"Technicolor Souls" by Flight of Ryan comes pretty much as advertised: huge, playful, wide-spectrum pop, both digital and analog, that would sound as welcome at an outdoor festival as it would beeping and beeping and roaring out of your earbuds.
It takes more than gumption to cover one of the most perfect of all rock 'n' roll records. Tucson, Arizona-based musician Brian Lopez doesn't overdo it on his version of Phil Spector and the Roneettes' "Be My Baby"; he lets his expressive voice and personal vision of the wall of sound make this baby his own.
With layers of acoustic and electric guitars, Boston's Sleepyhead invokes classic guitar-chime bands like R.E.M. and twee-pop groups like Camera Obscura, but with a distinctively arch tone. "Liberation Theology" testifies to the band's melodic ambitions and lightly-worn influences.
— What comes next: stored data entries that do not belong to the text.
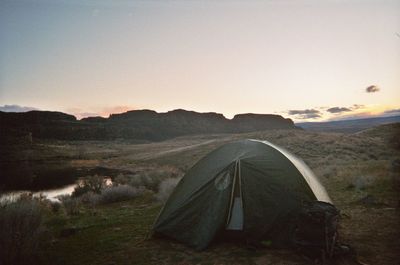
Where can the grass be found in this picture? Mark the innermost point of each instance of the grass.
(351, 167)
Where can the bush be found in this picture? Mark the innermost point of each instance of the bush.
(152, 179)
(70, 203)
(120, 193)
(20, 230)
(166, 187)
(89, 184)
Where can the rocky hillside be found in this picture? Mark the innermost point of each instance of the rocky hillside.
(139, 124)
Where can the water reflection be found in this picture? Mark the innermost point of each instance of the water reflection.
(51, 194)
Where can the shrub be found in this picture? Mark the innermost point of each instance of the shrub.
(70, 203)
(89, 184)
(165, 189)
(20, 230)
(152, 179)
(361, 182)
(120, 193)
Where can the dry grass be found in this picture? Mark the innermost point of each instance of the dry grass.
(352, 167)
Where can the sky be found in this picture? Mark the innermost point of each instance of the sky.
(309, 60)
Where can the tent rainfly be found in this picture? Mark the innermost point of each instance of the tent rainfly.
(249, 186)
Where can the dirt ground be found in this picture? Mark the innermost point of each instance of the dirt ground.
(358, 170)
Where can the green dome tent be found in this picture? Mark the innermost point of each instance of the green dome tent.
(249, 186)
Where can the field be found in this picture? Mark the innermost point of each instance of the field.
(360, 172)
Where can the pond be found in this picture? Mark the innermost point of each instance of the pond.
(50, 194)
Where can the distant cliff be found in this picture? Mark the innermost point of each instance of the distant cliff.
(137, 124)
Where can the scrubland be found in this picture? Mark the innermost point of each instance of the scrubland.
(111, 224)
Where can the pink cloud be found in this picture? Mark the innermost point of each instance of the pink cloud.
(103, 112)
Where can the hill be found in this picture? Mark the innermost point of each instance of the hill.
(359, 171)
(144, 125)
(347, 126)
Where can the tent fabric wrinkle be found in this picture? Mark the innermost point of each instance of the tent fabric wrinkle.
(249, 186)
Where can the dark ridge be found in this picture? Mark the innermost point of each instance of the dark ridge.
(137, 124)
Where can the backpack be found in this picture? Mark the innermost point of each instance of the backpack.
(315, 233)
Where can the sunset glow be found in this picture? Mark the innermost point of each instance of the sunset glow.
(101, 57)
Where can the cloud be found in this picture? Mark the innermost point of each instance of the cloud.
(392, 112)
(103, 112)
(338, 110)
(16, 108)
(305, 114)
(357, 106)
(372, 89)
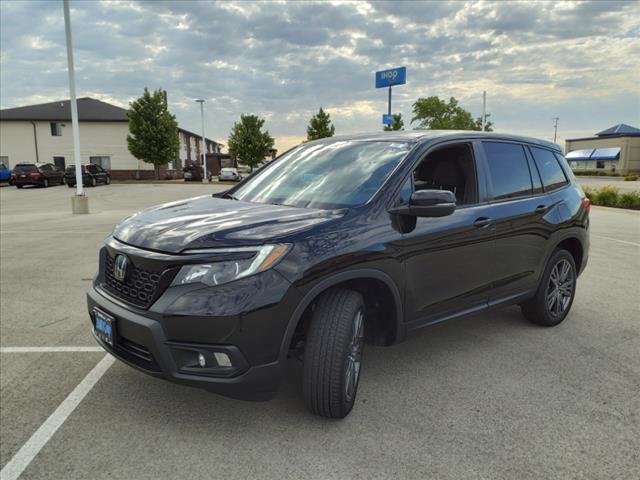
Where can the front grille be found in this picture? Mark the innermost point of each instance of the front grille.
(138, 288)
(136, 354)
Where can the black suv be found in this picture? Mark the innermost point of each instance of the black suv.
(92, 175)
(337, 243)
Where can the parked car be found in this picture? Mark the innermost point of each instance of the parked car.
(92, 175)
(375, 237)
(229, 174)
(5, 173)
(40, 174)
(192, 173)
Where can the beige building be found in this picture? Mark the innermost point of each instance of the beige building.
(614, 150)
(42, 133)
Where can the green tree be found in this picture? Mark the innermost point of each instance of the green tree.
(247, 142)
(320, 126)
(153, 130)
(398, 123)
(433, 113)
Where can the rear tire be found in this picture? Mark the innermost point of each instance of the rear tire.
(556, 291)
(333, 353)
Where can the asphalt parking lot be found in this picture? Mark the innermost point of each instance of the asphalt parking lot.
(486, 397)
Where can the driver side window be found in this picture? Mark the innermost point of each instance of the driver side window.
(448, 168)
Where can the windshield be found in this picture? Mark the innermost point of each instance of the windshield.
(26, 168)
(327, 175)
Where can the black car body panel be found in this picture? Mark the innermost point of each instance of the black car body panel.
(489, 252)
(207, 222)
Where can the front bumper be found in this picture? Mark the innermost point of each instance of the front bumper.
(143, 343)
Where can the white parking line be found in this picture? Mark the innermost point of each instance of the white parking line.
(21, 460)
(49, 349)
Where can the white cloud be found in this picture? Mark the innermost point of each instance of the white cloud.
(576, 60)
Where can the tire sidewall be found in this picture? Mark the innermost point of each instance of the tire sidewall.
(549, 318)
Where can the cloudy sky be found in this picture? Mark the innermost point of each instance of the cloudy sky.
(579, 61)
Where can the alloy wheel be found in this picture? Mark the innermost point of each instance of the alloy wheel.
(354, 357)
(560, 288)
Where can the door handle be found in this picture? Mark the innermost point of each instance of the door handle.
(541, 209)
(482, 222)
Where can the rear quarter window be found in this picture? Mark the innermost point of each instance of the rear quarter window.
(508, 170)
(551, 172)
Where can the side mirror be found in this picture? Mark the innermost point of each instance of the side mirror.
(428, 203)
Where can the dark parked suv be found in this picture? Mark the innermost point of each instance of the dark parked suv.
(92, 175)
(337, 243)
(39, 174)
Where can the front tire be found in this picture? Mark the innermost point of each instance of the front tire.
(333, 353)
(556, 291)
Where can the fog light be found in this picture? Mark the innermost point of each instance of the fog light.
(222, 359)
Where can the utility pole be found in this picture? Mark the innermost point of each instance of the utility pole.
(79, 203)
(204, 140)
(555, 128)
(484, 109)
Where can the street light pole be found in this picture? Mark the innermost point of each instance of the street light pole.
(555, 128)
(79, 203)
(204, 140)
(484, 109)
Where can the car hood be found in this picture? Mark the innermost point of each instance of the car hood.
(209, 222)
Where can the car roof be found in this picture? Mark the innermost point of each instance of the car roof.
(426, 136)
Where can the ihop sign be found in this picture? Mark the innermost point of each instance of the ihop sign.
(393, 76)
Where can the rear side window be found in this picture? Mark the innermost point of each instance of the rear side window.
(552, 175)
(508, 170)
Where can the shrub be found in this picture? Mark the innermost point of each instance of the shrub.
(629, 200)
(607, 196)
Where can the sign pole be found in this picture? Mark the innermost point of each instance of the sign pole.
(79, 203)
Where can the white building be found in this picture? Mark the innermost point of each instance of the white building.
(42, 133)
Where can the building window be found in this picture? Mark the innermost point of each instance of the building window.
(56, 129)
(103, 161)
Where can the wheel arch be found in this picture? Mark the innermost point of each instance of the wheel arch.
(357, 280)
(574, 246)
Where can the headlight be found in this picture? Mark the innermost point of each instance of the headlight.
(225, 271)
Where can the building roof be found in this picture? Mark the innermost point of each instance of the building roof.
(89, 110)
(620, 129)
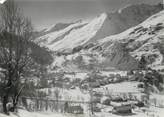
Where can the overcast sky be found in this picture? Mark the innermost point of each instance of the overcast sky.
(44, 13)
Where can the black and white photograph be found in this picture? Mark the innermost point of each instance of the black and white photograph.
(81, 58)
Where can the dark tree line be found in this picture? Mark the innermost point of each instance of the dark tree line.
(15, 60)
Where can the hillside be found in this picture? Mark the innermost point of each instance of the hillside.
(82, 46)
(67, 36)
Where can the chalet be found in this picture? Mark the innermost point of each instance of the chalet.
(122, 109)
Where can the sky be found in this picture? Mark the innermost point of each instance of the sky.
(45, 13)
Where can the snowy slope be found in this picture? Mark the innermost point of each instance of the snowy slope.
(146, 39)
(106, 24)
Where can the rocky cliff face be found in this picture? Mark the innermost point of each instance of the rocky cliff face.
(104, 43)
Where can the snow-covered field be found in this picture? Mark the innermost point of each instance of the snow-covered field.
(23, 113)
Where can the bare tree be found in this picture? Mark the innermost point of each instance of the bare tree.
(15, 37)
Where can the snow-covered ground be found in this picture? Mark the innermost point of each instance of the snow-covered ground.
(23, 113)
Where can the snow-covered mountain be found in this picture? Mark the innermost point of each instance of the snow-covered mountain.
(99, 43)
(145, 39)
(70, 35)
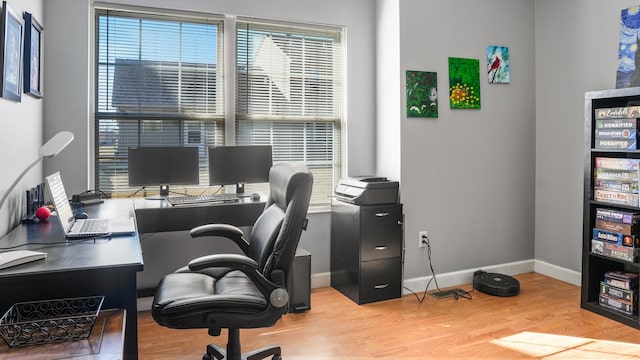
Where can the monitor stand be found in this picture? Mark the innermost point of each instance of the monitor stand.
(164, 193)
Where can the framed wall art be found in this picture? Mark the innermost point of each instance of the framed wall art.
(498, 65)
(32, 79)
(11, 62)
(422, 94)
(464, 83)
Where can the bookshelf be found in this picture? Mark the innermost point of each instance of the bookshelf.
(610, 188)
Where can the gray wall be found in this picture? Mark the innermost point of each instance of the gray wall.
(576, 51)
(468, 176)
(20, 138)
(491, 186)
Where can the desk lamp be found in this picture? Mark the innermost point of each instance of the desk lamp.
(51, 148)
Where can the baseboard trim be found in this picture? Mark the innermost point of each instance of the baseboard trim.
(559, 273)
(320, 280)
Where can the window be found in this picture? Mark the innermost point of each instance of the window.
(160, 81)
(288, 94)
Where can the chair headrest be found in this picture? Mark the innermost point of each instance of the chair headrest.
(284, 178)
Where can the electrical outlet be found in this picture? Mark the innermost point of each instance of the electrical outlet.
(421, 237)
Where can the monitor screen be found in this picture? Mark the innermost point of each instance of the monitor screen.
(150, 166)
(239, 164)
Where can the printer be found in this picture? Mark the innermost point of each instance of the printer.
(367, 191)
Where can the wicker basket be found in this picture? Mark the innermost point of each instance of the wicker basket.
(39, 322)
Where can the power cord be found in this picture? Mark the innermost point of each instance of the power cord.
(455, 293)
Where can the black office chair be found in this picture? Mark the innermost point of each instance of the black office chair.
(236, 291)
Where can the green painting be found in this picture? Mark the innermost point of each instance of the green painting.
(464, 83)
(422, 94)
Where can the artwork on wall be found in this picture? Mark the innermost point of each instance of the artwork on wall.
(11, 61)
(628, 72)
(498, 65)
(422, 94)
(464, 83)
(32, 79)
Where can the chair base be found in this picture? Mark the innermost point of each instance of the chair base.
(217, 353)
(233, 352)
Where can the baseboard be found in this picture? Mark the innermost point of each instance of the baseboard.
(557, 272)
(320, 280)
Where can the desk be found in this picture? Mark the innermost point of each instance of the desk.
(78, 268)
(104, 342)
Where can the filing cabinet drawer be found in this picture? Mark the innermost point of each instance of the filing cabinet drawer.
(380, 280)
(380, 240)
(366, 251)
(391, 212)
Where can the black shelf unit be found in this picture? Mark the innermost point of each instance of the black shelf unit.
(594, 266)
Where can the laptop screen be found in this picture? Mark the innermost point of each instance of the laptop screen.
(60, 200)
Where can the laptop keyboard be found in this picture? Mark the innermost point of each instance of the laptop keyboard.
(94, 226)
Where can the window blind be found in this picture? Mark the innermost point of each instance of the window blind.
(289, 95)
(159, 82)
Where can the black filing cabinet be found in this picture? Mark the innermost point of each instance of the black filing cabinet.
(366, 251)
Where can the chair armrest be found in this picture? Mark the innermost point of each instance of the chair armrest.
(236, 262)
(225, 230)
(231, 261)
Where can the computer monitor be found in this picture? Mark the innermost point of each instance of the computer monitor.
(163, 166)
(238, 165)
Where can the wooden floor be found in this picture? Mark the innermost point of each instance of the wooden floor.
(544, 322)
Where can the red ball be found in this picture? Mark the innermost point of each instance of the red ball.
(43, 213)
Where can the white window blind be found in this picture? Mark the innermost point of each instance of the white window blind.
(289, 95)
(159, 82)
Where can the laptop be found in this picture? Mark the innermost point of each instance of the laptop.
(83, 228)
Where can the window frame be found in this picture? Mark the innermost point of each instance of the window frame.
(229, 73)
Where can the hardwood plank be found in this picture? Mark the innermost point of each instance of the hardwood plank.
(544, 321)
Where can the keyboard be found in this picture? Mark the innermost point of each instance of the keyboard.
(95, 226)
(197, 199)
If you didn't know better, you'd think "No One Is Lost," the title track to the new album by Canadian band Stars, was cut in a closed-down gay discotheque in Montreal. Turns out you really didn't know better, and the song (like the album) was in fact recorded just above said disco. It's a state-of-the-art, dance-pop track from a band that still has some surprises up its glitter-covered sleeves.
Memphis, Tennesse isn't generally thought of as a hotbed for chamber-folk music, but it depends on your vision of "chamber" and "folk." The vision of Memphis Dawls -- featuring a varied cast of musicians, including Holly Cole, Jana Misener and Krista Wroten -- is as inspired by classic Memphis soul as it is the complex, emotional pop of Big Star (the group recorded in the hallowed halls of Ardent studios). The new song "Please Don't Leave Me Now" expresses a string-drenched yearning that defies narrow definitions.
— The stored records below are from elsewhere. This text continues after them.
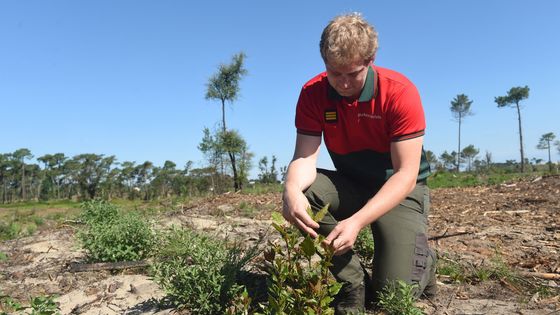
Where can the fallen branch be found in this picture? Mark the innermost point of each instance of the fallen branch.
(445, 235)
(77, 267)
(541, 275)
(508, 212)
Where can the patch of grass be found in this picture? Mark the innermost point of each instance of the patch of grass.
(9, 230)
(110, 235)
(397, 298)
(39, 305)
(258, 188)
(201, 273)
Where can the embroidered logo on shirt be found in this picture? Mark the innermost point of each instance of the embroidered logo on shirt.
(364, 115)
(331, 116)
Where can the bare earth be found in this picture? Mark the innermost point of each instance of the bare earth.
(517, 222)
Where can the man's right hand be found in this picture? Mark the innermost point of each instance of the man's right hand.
(295, 211)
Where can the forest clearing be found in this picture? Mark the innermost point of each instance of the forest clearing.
(498, 249)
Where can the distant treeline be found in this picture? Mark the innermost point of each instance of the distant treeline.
(89, 176)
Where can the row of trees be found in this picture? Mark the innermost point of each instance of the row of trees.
(461, 108)
(87, 176)
(450, 161)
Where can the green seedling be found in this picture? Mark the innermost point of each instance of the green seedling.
(297, 283)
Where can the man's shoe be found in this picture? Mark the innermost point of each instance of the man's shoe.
(352, 302)
(431, 288)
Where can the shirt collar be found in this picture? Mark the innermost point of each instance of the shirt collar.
(369, 91)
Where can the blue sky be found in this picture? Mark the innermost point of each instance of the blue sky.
(128, 78)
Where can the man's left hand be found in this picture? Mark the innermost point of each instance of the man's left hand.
(343, 236)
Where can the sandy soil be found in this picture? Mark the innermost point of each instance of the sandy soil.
(517, 222)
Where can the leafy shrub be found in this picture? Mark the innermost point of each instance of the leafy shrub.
(110, 235)
(200, 273)
(297, 285)
(397, 298)
(40, 305)
(9, 231)
(98, 212)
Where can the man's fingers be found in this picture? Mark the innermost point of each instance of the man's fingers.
(306, 219)
(302, 226)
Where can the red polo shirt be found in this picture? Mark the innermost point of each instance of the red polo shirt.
(358, 133)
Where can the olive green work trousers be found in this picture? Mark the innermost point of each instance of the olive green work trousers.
(401, 250)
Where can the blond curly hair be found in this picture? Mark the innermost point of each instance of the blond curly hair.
(348, 38)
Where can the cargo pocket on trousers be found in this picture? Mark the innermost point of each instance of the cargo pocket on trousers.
(420, 258)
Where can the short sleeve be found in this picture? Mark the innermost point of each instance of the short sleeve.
(308, 116)
(406, 119)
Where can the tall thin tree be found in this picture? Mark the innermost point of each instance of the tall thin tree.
(545, 144)
(224, 86)
(513, 97)
(20, 156)
(460, 108)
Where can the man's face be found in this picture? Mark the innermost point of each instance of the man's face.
(348, 80)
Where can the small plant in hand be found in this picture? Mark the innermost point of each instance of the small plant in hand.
(364, 246)
(40, 305)
(110, 235)
(200, 273)
(397, 298)
(298, 285)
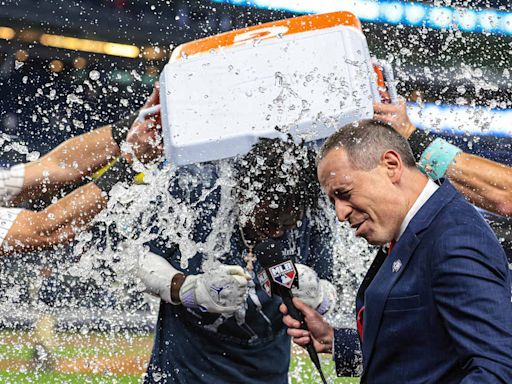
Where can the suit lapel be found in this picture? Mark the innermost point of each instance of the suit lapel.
(376, 295)
(380, 281)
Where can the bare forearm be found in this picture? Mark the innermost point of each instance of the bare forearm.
(57, 224)
(485, 183)
(69, 163)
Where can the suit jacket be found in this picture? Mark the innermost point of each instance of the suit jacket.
(438, 308)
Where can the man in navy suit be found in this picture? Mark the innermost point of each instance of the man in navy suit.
(435, 305)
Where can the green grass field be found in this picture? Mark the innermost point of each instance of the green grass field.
(109, 358)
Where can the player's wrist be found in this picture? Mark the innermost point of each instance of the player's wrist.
(120, 172)
(176, 284)
(121, 127)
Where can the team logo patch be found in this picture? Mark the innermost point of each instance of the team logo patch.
(265, 282)
(397, 265)
(283, 274)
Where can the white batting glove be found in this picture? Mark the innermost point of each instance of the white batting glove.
(222, 290)
(317, 293)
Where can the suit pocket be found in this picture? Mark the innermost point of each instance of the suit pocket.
(403, 303)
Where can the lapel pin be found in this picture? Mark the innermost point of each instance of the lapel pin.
(397, 264)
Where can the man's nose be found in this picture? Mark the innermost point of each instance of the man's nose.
(343, 210)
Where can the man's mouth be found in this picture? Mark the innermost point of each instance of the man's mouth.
(357, 227)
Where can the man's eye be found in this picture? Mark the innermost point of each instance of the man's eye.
(341, 195)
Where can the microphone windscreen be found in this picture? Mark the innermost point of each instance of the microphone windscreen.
(269, 252)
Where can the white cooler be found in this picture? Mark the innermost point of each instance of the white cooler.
(307, 76)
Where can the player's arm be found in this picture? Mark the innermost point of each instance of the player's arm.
(483, 182)
(59, 222)
(77, 157)
(68, 163)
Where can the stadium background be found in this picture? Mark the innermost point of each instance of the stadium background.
(54, 87)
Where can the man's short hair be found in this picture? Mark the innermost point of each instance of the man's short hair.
(279, 172)
(364, 142)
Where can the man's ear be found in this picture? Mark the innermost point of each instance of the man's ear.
(393, 165)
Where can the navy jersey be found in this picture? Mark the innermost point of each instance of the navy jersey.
(252, 347)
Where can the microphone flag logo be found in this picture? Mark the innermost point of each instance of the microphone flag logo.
(265, 282)
(283, 274)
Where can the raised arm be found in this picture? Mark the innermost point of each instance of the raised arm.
(76, 158)
(483, 182)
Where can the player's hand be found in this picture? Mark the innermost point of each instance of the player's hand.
(222, 290)
(318, 294)
(145, 137)
(320, 332)
(396, 116)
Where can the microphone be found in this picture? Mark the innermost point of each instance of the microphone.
(279, 276)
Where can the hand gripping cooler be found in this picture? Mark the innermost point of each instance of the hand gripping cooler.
(307, 76)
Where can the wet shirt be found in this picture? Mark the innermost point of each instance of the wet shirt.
(252, 347)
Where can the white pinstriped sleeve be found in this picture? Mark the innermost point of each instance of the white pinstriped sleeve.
(11, 182)
(7, 218)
All kinds of '60s pop illuminate "Home Again," a new track by Dam Gila (aka Adam Gil of Chicago band YAWN): Beach Boyish harmonies, Byrdsian guitars and T. Rexian proto-glam.
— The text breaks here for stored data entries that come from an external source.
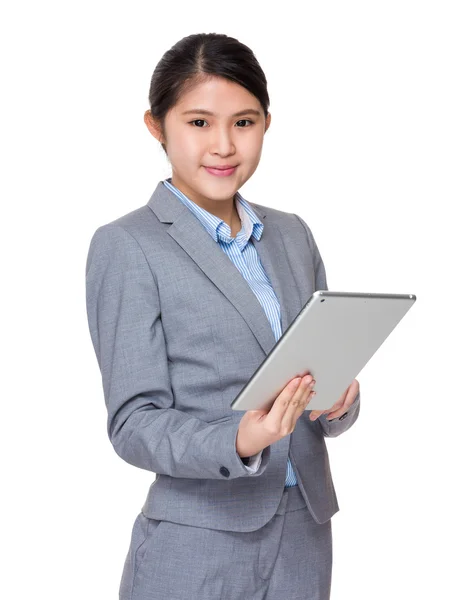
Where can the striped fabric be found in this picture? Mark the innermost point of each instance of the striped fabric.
(243, 254)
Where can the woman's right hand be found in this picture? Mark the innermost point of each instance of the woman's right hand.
(259, 428)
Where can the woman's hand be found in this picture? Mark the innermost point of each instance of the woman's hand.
(341, 406)
(260, 428)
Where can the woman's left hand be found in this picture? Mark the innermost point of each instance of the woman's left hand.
(341, 406)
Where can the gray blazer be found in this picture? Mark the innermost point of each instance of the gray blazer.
(167, 312)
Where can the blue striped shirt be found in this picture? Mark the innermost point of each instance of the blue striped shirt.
(244, 255)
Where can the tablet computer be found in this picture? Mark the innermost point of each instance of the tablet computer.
(333, 337)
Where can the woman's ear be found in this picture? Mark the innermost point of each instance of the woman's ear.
(153, 126)
(267, 122)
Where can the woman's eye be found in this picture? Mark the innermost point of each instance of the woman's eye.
(244, 120)
(203, 121)
(198, 121)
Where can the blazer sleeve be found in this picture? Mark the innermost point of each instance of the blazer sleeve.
(336, 426)
(124, 318)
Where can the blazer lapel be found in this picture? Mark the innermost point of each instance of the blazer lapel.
(190, 234)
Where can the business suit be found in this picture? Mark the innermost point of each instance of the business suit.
(167, 311)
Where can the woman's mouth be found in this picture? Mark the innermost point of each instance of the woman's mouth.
(221, 172)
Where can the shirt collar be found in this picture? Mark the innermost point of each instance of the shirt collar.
(216, 227)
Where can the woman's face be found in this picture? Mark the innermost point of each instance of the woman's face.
(196, 140)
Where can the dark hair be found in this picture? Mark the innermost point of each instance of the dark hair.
(196, 58)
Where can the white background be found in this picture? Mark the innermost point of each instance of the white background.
(366, 144)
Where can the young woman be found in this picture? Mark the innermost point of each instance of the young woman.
(186, 296)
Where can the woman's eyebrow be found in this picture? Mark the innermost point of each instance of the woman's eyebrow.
(201, 111)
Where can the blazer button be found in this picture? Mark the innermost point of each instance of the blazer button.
(224, 471)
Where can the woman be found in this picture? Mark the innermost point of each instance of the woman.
(186, 295)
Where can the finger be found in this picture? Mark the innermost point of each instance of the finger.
(314, 414)
(297, 403)
(279, 406)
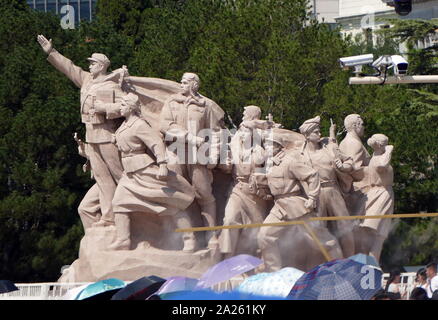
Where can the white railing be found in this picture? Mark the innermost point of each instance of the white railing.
(56, 291)
(40, 291)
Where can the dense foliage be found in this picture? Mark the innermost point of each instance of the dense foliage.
(263, 52)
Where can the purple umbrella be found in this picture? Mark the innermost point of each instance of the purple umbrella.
(227, 269)
(174, 284)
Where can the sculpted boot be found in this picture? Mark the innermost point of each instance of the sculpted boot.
(123, 241)
(208, 211)
(189, 242)
(182, 220)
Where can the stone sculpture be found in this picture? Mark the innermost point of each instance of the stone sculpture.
(153, 146)
(379, 196)
(100, 97)
(245, 205)
(327, 160)
(186, 116)
(286, 180)
(352, 147)
(146, 185)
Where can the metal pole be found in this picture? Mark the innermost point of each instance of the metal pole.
(394, 80)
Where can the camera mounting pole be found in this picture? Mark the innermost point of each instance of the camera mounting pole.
(394, 80)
New York City band Hollands (husband-and-wife duo John-Paul and Jannina Norpoth) lets it all rip -- clever lyrics, charming harmonies, a string interlude, a whole lot of groove and even more fuzz -- on the new track "Great White Shark." A song with so many elements shouldn't have so much bite, but somehow its orchestral-rock teeth sink in deep.
The Swedish duo of Ola Frick and Carina Johansson, who've been making music together since the late '90s as Moonbabies, have decisively departed from their shoegazy origins with the beautifully-tailored, incessantly-pulsing pop of their latest single "Chorus."